Le geste de Roque fut le prélude à l’historique et temporaire déroute électorale du vieux parti d’État, d’abord aux élections législatives, ensuite pour le poste de chef de gouvernement de la Capitale en 1997 et, finalement aux présidentielles de 2000. La victoire se mua de nouveau en défaite.
Mais les temps de l’innocence démocratique sont loin, où la population canalisait ses espoirs à travers les urnes et cherchait à punir les malfaisants par son vote. Notre inexistante transition démocratique depuis 2000 nous a enseigné qu’une alternance de partis est insuffisante. C’est toute une classe politique qu’il nous faut chasser du pouvoir. Le Mexique est le pays qui souffre du plus haut niveau de déception vis-à-vis du système démocratique dans toute l’Amérique Latine.
Selon le dernier rapport 2013 de Latinobarómetro (disponible ici: http://www.Latinobarometro.org/latContents.jsp), seuls 21 % des mexicains se disent satisfaits du fonctionnement de la démocratie. 37 % des personnes interrogées – l’équivalent de 43 millions de mexicains – disent que la grande majorité ne voit plus la différence entre un régime démocratique et un régime non démocratique. C’est, semble-t-il, le chiffre le plus élevé enregistré à cette deuxième question posée dans les 18 pays étudiés par l’ONG depuis 1995.

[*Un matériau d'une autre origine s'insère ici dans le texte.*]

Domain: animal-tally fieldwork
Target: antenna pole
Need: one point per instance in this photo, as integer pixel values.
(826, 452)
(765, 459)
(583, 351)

Le Mexique enregistre aussi le taux de rejet le plus élevé vis-à-vis des partis politiques existants. Un clair indicateur est que 45% de la population est convaincue que la démocratie peut fonctionner sans partis politiques. Seuls la Colombie, le Paraguay et le Panama s’approchent de ces chiffres, avec respectivement 43 %, 39 % et 38 %.
Certains analystes s’attristent face à ces réponses parce qu’elles signifieraient une faiblesse de la culture politique dans notre pays. Ils interprètent l’énorme déception citoyenne comme un symptôme d’indifférence envers les processus démocratiques, et le rejet des partis politiques comme le résultat d’une carence de valeurs nécessaires pour appuyer les institutions politiques.

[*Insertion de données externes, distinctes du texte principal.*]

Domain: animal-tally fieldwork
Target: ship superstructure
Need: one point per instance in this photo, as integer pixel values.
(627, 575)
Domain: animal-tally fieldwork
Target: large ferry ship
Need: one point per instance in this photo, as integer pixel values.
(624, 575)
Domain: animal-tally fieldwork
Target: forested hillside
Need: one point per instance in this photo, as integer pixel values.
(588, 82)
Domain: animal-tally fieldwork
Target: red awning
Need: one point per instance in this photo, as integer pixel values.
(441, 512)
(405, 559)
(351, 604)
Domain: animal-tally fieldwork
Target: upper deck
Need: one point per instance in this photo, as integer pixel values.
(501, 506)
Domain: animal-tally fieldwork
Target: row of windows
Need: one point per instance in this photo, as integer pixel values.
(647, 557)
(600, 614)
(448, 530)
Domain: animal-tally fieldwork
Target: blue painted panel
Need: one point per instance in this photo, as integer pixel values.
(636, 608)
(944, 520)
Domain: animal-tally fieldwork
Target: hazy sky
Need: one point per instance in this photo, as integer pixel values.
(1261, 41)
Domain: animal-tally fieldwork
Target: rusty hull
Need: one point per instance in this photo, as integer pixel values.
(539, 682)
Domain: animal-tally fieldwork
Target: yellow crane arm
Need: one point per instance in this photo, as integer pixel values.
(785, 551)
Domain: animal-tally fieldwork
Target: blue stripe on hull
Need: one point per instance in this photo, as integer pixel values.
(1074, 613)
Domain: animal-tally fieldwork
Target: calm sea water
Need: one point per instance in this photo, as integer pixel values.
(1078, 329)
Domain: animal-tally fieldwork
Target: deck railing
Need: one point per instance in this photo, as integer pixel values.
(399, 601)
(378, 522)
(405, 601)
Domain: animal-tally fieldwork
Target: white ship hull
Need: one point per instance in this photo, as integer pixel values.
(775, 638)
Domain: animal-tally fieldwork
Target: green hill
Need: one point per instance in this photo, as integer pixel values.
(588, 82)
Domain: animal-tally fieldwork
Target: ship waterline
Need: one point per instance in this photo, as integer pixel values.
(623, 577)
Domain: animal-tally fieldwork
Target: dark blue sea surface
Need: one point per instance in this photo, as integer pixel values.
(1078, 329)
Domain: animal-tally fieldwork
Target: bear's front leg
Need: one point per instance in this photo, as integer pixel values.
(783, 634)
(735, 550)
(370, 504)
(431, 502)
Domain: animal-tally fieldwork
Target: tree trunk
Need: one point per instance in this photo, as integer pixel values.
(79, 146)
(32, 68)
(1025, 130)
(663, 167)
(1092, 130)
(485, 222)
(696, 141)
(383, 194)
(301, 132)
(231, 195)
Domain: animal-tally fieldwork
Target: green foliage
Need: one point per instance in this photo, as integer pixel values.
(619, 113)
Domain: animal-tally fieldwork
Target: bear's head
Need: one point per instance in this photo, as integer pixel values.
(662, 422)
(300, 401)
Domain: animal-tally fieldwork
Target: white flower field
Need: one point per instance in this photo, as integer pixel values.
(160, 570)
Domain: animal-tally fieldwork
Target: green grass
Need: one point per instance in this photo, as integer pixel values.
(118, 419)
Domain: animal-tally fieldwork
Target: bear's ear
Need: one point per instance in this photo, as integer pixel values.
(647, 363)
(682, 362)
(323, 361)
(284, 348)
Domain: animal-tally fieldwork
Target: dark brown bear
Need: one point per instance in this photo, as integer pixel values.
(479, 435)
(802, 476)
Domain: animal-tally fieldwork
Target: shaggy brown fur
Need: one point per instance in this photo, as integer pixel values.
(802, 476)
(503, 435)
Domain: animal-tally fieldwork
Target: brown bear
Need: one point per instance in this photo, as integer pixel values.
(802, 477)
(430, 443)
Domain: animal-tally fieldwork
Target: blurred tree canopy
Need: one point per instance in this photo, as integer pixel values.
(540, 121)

En réalité, nous vivons la situation inverse : ces chiffres sont profondément porteurs d’espoir. Ils sont le reflet d’une conscience critique sophistiquée et des hautes attentes du peuple mexicain à l’égard de la vocation réelle du système politique. La majorité des mexicains se rend compte, en effet, que notre démocratie n’a engendré aucun changement pour la grande majorité et ils souhaitent du plus profond de leur être un nouveau système politique qui les prenne en compte et apporte des solutions à leurs besoins fondamentaux. Après tant de simulacres et tant d’impunité, il serait préoccupant que la citoyenneté accepte encore les choses comme elles sont et fasse confiance aveuglément à la classe politique, au lieu d’exprimer son insatisfaction et son exigeance d’un pays meilleur.
Les conditions sont réunies pour que surgissent de nouveaux leaderships politiques qui pourront canaliser pacifiquement l’indignation et les attentes populaires. Comme pour Pirrhus a Ausculum, la prochaine victoire de Peña et la pré-privatisation pétroliere pourraient bien constituer le pas décisif vers la défaite historique de l’autoritarisme renouvelé au Mexique.